But supermarket retailer Delhaize and chocolate maker Galler have come under increasing pressure in recent months from legal experts, governments, and the European Union.

The problems for the two companies began in December 2014 when the EU’s Food Information to Consumers (FIC) Regulation entered into force. It mandates transparent origin labelling for all vegetable oils including palm oil. This non-discriminatory and transparent rule renders the Delhaize/Galler labels unnecessary.

The ‘No Palm Oil’ label does not provide any additional information to the consumer and does not provide more transparency either. The fact that the label continues to exist illustrates that the companies are not interested in helping consumers: they are simply pursuing a discriminatory campaign against palm oil.

Action long overdue

Experts at the international law firm Hogan Lovells have confirmed this view, stating in a report that the label is illegal under the FIC Regulation and under other EU laws including:

  • Directive on Food Labelling (Directive 2000/13/EC)
  • Health and Nutrition Claims Regulation (Regulation 1924/2006)
  • Advertising Directive (Directive 2006/114/EC)
  • Unfair Commercial Practices Directive (Directive 2005/29/EC)
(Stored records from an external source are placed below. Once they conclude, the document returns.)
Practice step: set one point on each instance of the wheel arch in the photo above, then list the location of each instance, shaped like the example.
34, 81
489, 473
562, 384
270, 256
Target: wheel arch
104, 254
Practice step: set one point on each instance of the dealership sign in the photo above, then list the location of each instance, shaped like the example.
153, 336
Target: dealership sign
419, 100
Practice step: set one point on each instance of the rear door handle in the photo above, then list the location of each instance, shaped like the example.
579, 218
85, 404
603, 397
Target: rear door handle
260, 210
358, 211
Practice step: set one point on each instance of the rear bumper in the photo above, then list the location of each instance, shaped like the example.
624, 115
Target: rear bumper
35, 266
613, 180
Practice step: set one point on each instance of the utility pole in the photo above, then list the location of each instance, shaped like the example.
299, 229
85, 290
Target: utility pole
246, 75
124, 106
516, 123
Authorities in other European countries have accepted this fact. The body overseeing food labelling in France – the Directorate against Fraud – has admitted publicly that the label is likely illegal.

The EU has also accepted this reality. Its Commissioner for Health and Food Safety, Vytenis Andriukaitis, has noted that the label is ‘obsolete’, thanks to the FIC Regulation.

It is time for Delhaize and Galler to remove the illegal and discriminatory label from their products. The Belgian government has supported Malaysian palm oil, describing the industry correctly as ‘sustainable’. As such, it is time for the ‘No Palm Oil’ label to go.